4. Adjudication Method for the Test Set:

This section is N/A for the same reason as point 3.

5. If a Multi-Reader Multi-Case (MRMC) Comparative Effectiveness Study Was Done, and the Effect Size of How Much Human Readers Improve with AI vs. Without AI Assistance:

This section is N/A. The device is a topical skin adhesive, not an AI-powered diagnostic tool. Therefore, no MRMC study or AI-assistance comparison was performed.

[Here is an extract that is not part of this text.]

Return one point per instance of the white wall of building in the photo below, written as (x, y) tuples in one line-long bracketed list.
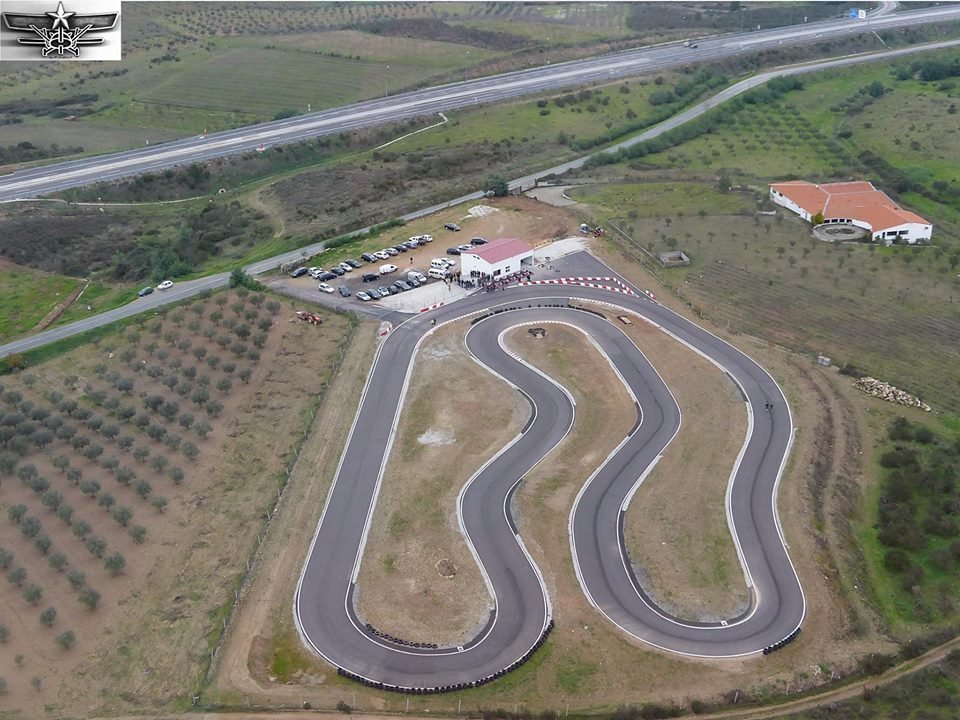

6. If a Standalone (i.e., algorithm only without human-in-the-loop performance) Was Done:

This section is N/A. The device is a physical medical device, not an algorithm.

7. The Type of Ground Truth Used (expert consensus, pathology, outcomes data, etc.):

The "ground truth" for the bench tests would be the established engineering and material science specifications and performance metrics of the predicate device (SURGISEAL Stylus Twist™) and the relevant industry standards for medical adhesives and device performance. The goal was to demonstrate that the modified device's performance aligns with these established benchmarks.

8. The Sample Size for the Training Set:

This section is N/A. The device is a physical medical device; there is no "training set" in the context of an algorithm or AI model development.

9. How the Ground Truth for the Training Set Was Established:

This section is N/A for the same reason as point 8.

Summary of the Study:

The study described is not a clinical study involving patients or a diagnostic study involving human interpretation. It is a set of bench performance tests designed to demonstrate that a specific dimensional modification to the tip of the SURGISEAL Twist™ Topical Skin Adhesive does not negatively impact its existing physical and performance characteristics compared to its legally marketed predicate device (SURGISEAL Stylus Twist™ Topical Skin Adhesive).

The key findings are that the modified device:

• Maintains equivalent performance characteristics (Flexibility, Linear and Surface Coverage, Wound Closure Strength, Force Expression) compared to the predicate device.
• Retains the established biocompatibility profile of the predicate device.
• Uses the same validated sterilization process.
• Does not impact the predicate device's 24-month shelf-life.
• Overall, it "maintains approximation of wound edges," which is its primary functional purpose.